ASIA: an Autonomous System Identification Agent
For practitioners in system identification, ASIA reduces the need for expert trial-and-error, but the approach is incremental and has limitations like test leakage and reproducibility issues.
ASIA automates system identification by using a large language model as an autonomous coding agent to select model class, algorithm, and hyperparameters, achieving competitive performance on two benchmarks without human intervention.

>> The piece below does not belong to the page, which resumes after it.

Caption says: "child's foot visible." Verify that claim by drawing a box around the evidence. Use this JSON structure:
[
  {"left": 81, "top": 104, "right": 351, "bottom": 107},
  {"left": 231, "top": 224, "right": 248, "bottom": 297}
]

Over the years, research in system identification has provided a rich set of methods for learning dynamical models, together with well-established theoretical guarantees. In practice, however, the choice of model class, training algorithm, and hyperparameter tuning is still largely left to empirical trial-and-error, requiring substantial expert time and domain experience. Motivated by recent advances in agentic artificial intelligence, we present ASIA, a framework that delegates this iterative search to a large language model acting as an autonomous coding agent. Building on existing agentic platforms, ASIA closes the loop between hypothesis, implementation, and evaluation without human intervention, requiring only a plain-English description of the identification problem. We conduct an empirical study of ASIA on two system identification benchmarks and analyse the agent's search behaviour, the architectures and training strategies it discovers, and the quality of the resulting models. We also discuss the potential of the approach and its current limitations, including implicit test leakage, reduced methodological transparency, and reproducibility concerns.